Monday, February 13th, 2012

Xenia – Sing You Home

Doctors say she’s the illest, ’cause she’s suffering from realness…


[Video][Website]
[5.36]

Katherine St Asaph: The Voice is better than American Idol because it seems to work in reverse. On the show, Xenia was voiceless elimination fodder who was routinely swallowed up by the freaking Script and coddled like a toddler by coach Blake Shelton. Off the show, boosted by studio shadows and piano stalk, she’s compelling. Shame it sheds its “My Moon My Man” halfway through for Sara Bareilling, but everyone loses nerve sometimes.
[6]

Frank Kogan: Xenia was astonishingly impressive on The Voice, a short, hopeful girl with a voice as light as her body, deftly inserting the sound of a ravaged spirit into light middlebrow pop.

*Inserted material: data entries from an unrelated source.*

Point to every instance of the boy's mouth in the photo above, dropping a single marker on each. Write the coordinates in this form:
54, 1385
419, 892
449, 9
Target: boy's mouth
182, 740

The problem with “Sing You Home” is that its chorus tries to impose something big on her that it has no right to. Hers is a voice that doesn’t need transcendence, is fine in its own intelligence and feeling, has no need to call down the heavens. Doesn’t need the drums and piano pounding so hard either, though they don’t get in the way too badly, as the soft little rip in her throat does its gentle, heart-rending work. And she glides down nicely out of the chorus, not smacking us down with emotion. She’s beautiful here, but the song basically should’ve shut up.
[7]

Michaela Drapes: It’s hard to give a “thanks for showing up” kind of score to a performer who certainly has a lot of potential and a charming personality. Thing is, this song does absolutely nothing to showcase any qualities she has behind her voice, which quite honestly sounds like it belongs to someone else. Xenia is wonderful at parroting what’s in vogue currently; what will be interesting to see is if she can mature as a performer and really be someone worth listening to.
[4]

Sabina Tang: Someone is evidently trying so hard to unearth The Next Adele(tm) that it becomes worrisomely difficult to discern song or singer as entities in their own right.
[4]

Edward Okulicz: The songwriter wanted it to be Adele, but whoever produced (assuming they’re not the same person) keeps mischievously flipping the switch to The Supremes — that soft and polite but insistent bounce is something none of Adele’s big hits have ever approached. Xenia actually wears both the soulfulness and the relative cheerfulness of the song very well; if the climactic way the chorus is sung actually sounds nowhere near as huge and affirming as it’s meant to be, at least its modesty suits the music and doesn’t overpower it.
[7]

Alfred Soto: This exists because Xenia knows about “market shares” and “Adele.” But she’s no clone: pitched between a sarcasm that she no doubt thinks is beneath her and an amorphous pining for a usable past, Xenia is her own cipher.
[5]

Iain Mew: “Sing You Home” does sometimes have a feel of “Rolling in the Deep” as recreated by someone who has not actually heard “Rolling in the Deep” but has had it described to them very well. Its chorus, though, is a very different thing, climbing down from the song’s escalating scale to put across a gentle hope in letting things go and believing that you will find a positive way through.
[6]

Anthony Easton: Classic backup singers, with their classic syllables, merge into a chorus that might as well be Motown, even how it quotes Stepping Stone. Not nearly as much of a vocal work out as I was hoping for, but the piano almost makes up for it. In the Adele/Winehouse nostalgia for the sake of nostalgia crowd, but it’s not something I can dismiss in its entirety. 
[7]

Jonathan Bogart: Young lady’s got some nice smoky phrasing down pat. Now she just has to a) learn to apply it judiciously to a good set of lyrics, and b) find a good set of lyrics. Duffy castoffs don’t count.
[5]

Brad Shoup: Even the bells sound tepid.
[3]

John Seroff: If Adam Levine and Meatloaf starred in an ABC sitcom about a pair of washed-up rockers who managed to get a residency at a local club by crossdressing as a girl band and WACKY HIJINX ENSUED, “Sing You Home” would make excellent theme music: swinging, upbeat, hopeful, rote. You’d likely need to clip that slack piano bass line and pitch everything up from fall to spring but that’s where the song ends up anyway, so where’s the harm?